I took issue with this. “But even if you’re walking around with no particular destination, you still have a goal,” I said. “It’s just that your goal is to unwind, or to get exercise, or whatever.”
“No, it was just aimless,” said Josh. “Or like when I go walking around the Brooklyn Botanic Gardens, I don’t have a goal.”
“But isn’t your goal to enjoy nature? Or just like, ‘I need to get out of the house?’ ”
“No,” said Josh. “I’m enjoying the process rather than the goal.”
“Well, isn’t enjoying the process a goal in itself?” I said. I realized this could go on for a while.
“No,” said Josh. “I’m really just walking around.”
“Well then, why do you do it?”
“Part of it is you always discover something new,” said Josh. “Like the other day I was at the Japanese Garden, and I discovered that when the sun hits the water at a particular angle, you can see the coi remarkably well.”
“Well, maybe your goal is to discover those new insights, or to appreciate beauty.”
“No, it’s just pleasurable to go around aimlessly.”
“Well, then is pleasure your goal?”
This he conceded. Mindfulness or detachment, he explained, is the one goal it’s acceptable to have in Buddhism.
“And is pleasure a component of mindfulness?” I asked.
“It can be. But it has to be a detached pleasure. It’s like, Buddhism would probably say that it’s fine to make a lot of money, as long as you don’t care if it all vanishes tomorrow. Just like some people would say that it’s no better to be an ascetic than a materialist, because both people are defining their lives according to money. Like Eric Fromm says, the opposite of love is not hate, but indifference.”
Psychological research suggests that people are happier when they have goals. Goals enhance productivity, focus, and self-esteem. But at the same time, we always hear that we shouldn’t be too focused on an endpoint, that life is about the journey, that the struggle yields its own rewards.

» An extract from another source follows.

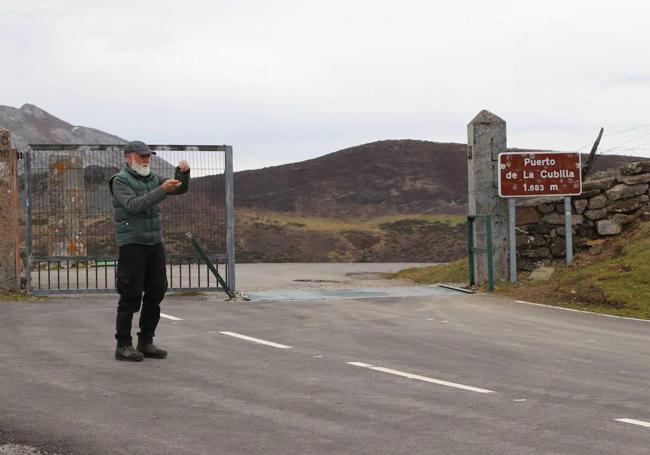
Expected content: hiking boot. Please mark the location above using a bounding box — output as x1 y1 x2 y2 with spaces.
115 345 144 362
138 343 167 359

Part of the answer is that having a goal may actually help you enjoy the process. As Csikszentmihalyi has shown, it’s keeping the goal in mind and always knowing what the next step is—whether it’s the next ledge for a rock climber, the next note for a violinist, the next move for a chess player—that actually makes the process so enjoyable.

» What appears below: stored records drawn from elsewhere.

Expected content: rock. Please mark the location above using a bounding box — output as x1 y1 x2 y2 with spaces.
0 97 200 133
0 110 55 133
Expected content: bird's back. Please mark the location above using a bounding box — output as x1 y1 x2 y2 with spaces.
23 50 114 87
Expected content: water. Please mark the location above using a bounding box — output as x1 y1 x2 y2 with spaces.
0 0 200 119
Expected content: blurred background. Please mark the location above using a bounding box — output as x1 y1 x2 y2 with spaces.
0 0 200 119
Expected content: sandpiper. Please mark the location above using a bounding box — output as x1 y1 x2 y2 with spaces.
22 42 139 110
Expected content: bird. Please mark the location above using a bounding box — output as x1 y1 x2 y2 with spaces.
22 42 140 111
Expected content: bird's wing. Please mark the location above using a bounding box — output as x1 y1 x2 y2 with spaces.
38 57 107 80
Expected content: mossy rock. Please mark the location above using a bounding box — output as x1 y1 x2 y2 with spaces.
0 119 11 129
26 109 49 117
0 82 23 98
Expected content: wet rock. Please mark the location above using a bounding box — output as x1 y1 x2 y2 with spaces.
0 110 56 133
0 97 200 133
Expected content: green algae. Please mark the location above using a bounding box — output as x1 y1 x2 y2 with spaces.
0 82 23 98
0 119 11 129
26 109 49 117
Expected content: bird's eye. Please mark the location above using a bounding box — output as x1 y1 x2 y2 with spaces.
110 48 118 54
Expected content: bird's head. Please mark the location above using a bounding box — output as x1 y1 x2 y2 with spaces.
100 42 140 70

So which is it? Is it better to be goal-oriented? Or to just be?



Goal with the Flow?
You and your roomie had an interesting debate going on there which, as you stated, could have gone on forever had s/he not conceded that at base the attainment of knowledge was an acceptable Buddhist goal. However, what strikes me about the Goal to Flow question is, "What constitutes a goal?" For instance, it appears that you and your friend did not see eye to eye on a definition of goal. Of course if you are walking your goal is to walk, otherwise you would be sitting. In our Western culture, pervaded with lists, schedules, calendars, deadlines and hurry, hurry, hurry--our concept of a goal is a desire that has a set timeframe for completion. The Buddhist tradition denounces parameters in favor of a comparable epoche in which experience is greater than belief, desire, or (triviality of trivialities) time. Therefore perhaps for a Buddhist monk playing a game of chess "Flow" is more easily attained because of the demarcation of event and experience. In fact, I believe that "Flow" as most creatives interpret it is less about trying to reach a goal and more about flowing effortlessly from one moment to the next. The avid instrumentalist does not achieve flow because he is thinking about the next note he wants to hit or the end of the song or the next song he will play, but because he is so entrenched in every single note that pours forth that he loses track of the fact that this too shall end. In the same way, as a painter, I find flow riveting when I focus less on the art of geting a portrait's nose right and fall more deeply into the muscle remembered techniques of brushstrokes and the retina sparking familiar colors. Invariably, I would concur with your room mate. I have to say that Flow is much more about the experience than it is a means to an end.